TODAY'S MASS ONLINE : SAT. SEPT. 14, 2013

Feast of the Exaltation of the Holy Cross
Lectionary: 638


Reading 1                     NM 21:4B-9

With their patience worn out by the journey,
the people complained against God and Moses,
“Why have you brought us up from Egypt to die in this desert,
where there is no food or water?
We are disgusted with this wretched food!”
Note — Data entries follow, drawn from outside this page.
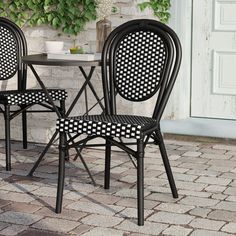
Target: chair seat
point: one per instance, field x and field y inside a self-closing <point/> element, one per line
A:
<point x="16" y="97"/>
<point x="105" y="125"/>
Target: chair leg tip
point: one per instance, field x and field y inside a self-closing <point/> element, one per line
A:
<point x="58" y="211"/>
<point x="175" y="195"/>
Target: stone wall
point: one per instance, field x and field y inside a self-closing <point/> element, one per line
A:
<point x="41" y="125"/>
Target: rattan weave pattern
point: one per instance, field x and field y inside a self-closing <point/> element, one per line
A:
<point x="126" y="126"/>
<point x="140" y="59"/>
<point x="8" y="54"/>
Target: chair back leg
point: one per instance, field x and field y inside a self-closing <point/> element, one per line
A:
<point x="61" y="171"/>
<point x="7" y="137"/>
<point x="167" y="165"/>
<point x="107" y="165"/>
<point x="140" y="181"/>
<point x="24" y="129"/>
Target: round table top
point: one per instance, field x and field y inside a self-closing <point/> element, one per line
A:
<point x="41" y="59"/>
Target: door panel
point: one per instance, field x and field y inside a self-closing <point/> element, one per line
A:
<point x="214" y="59"/>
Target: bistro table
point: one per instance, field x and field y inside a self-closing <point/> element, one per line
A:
<point x="41" y="59"/>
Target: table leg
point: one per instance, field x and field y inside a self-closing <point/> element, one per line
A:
<point x="46" y="91"/>
<point x="36" y="164"/>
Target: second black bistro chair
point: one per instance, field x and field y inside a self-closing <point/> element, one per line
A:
<point x="140" y="58"/>
<point x="12" y="47"/>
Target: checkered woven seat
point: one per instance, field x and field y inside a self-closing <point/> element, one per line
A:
<point x="104" y="125"/>
<point x="13" y="47"/>
<point x="16" y="97"/>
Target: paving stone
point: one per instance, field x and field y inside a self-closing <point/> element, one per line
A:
<point x="130" y="202"/>
<point x="13" y="230"/>
<point x="162" y="197"/>
<point x="19" y="218"/>
<point x="192" y="154"/>
<point x="3" y="225"/>
<point x="174" y="207"/>
<point x="225" y="147"/>
<point x="65" y="214"/>
<point x="212" y="151"/>
<point x="99" y="231"/>
<point x="81" y="229"/>
<point x="95" y="208"/>
<point x="212" y="180"/>
<point x="21" y="207"/>
<point x="198" y="211"/>
<point x="182" y="177"/>
<point x="219" y="196"/>
<point x="204" y="172"/>
<point x="222" y="215"/>
<point x="190" y="185"/>
<point x="132" y="213"/>
<point x="55" y="224"/>
<point x="215" y="188"/>
<point x="215" y="156"/>
<point x="207" y="224"/>
<point x="103" y="198"/>
<point x="194" y="166"/>
<point x="149" y="228"/>
<point x="49" y="201"/>
<point x="230" y="228"/>
<point x="33" y="232"/>
<point x="101" y="220"/>
<point x="171" y="218"/>
<point x="201" y="232"/>
<point x="47" y="191"/>
<point x="230" y="191"/>
<point x="197" y="201"/>
<point x="194" y="193"/>
<point x="231" y="199"/>
<point x="18" y="187"/>
<point x="177" y="231"/>
<point x="16" y="197"/>
<point x="131" y="193"/>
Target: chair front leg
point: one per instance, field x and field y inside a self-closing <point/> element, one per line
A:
<point x="61" y="171"/>
<point x="167" y="165"/>
<point x="107" y="165"/>
<point x="24" y="129"/>
<point x="7" y="137"/>
<point x="140" y="181"/>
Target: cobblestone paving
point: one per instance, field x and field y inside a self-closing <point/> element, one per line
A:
<point x="205" y="174"/>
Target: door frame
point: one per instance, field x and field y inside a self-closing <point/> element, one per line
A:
<point x="177" y="119"/>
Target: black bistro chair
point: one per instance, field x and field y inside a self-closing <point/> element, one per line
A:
<point x="14" y="102"/>
<point x="140" y="58"/>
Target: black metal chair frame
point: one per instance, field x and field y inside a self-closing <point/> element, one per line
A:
<point x="21" y="70"/>
<point x="169" y="73"/>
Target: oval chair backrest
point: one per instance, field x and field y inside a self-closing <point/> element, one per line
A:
<point x="139" y="60"/>
<point x="143" y="57"/>
<point x="12" y="47"/>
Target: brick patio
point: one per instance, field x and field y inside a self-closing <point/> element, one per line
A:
<point x="205" y="174"/>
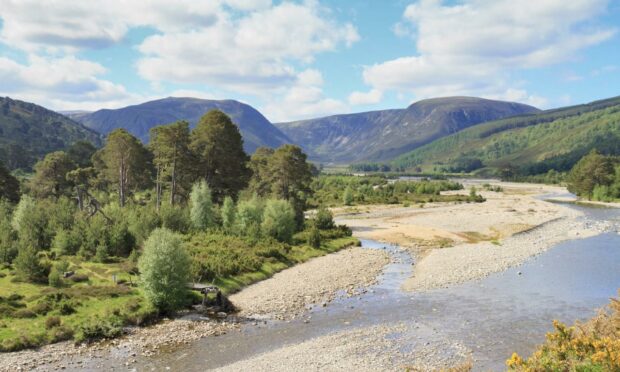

In punishment the LORD sent among the people saraph serpents,
which bit the people so that many of them died.
Then the people came to Moses and said,
“We have sinned in complaining against the LORD and you.
Pray the LORD to take the serpents from us.”
So Moses prayed for the people, and the LORD said to Moses,
“Make a saraph and mount it on a pole,
and if any who have been bitten look at it, they will live.”
Moses accordingly made a bronze serpent and mounted it on a pole,
and whenever anyone who had been bitten by a serpent
looked at the bronze serpent, he lived.

Responsorial PsalmPS 78:1BC-2, 34-35, 36-37, 38

R. (see 7b) Do not forget the works of the Lord!
Hearken, my people, to my teaching;
incline your ears to the words of my mouth.
I will open my mouth in a parable,
I will utter mysteries from of old.
R. Do not forget the works of the Lord!
While he slew them they sought him
and inquired after God again,
Remembering that God was their rock
and the Most High God, their redeemer.
R. Do not forget the works of the Lord!
But they flattered him with their mouths
and lied to him with their tongues,
Though their hearts were not steadfast toward him,
nor were they faithful to his covenant.
R. Do not forget the works of the Lord!
But he, being merciful, forgave their sin
and destroyed them not;
Often he turned back his anger
and let none of his wrath be roused.
R. Do not forget the works of the Lord!

Reading 2                         PHIL 2:6-11

Brothers and sisters:
Christ Jesus, though he was in the form of God,
did not regard equality with God something to be grasped.
Rather, he emptied himself,
taking the form of a slave,
coming in human likeness;
and found human in appearance,
he humbled himself,
becoming obedient to death,
even death on a cross.
Because of this, God greatly exalted him
and bestowed on him the name
that is above every name,
that at the name of Jesus
every knee should bend,
of those in heaven and on earth and under the earth,
and every tongue confess that
Jesus Christ is Lord,
to the glory of God the Father.

Gospel                     JN 3:13-17

Jesus said to Nicodemus:
“No one has gone up to heaven
except the one who has come down from heaven, the Son of Man.
And just as Moses lifted up the serpent in the desert,
so must the Son of Man be lifted up,
so that everyone who believes in him may have eternal life.”

For God so loved the world that he gave his only Son,
so that everyone who believes in him might not perish
but might have eternal life.
For God did not send his Son into the world to condemn the world,
but that the world might be saved through him.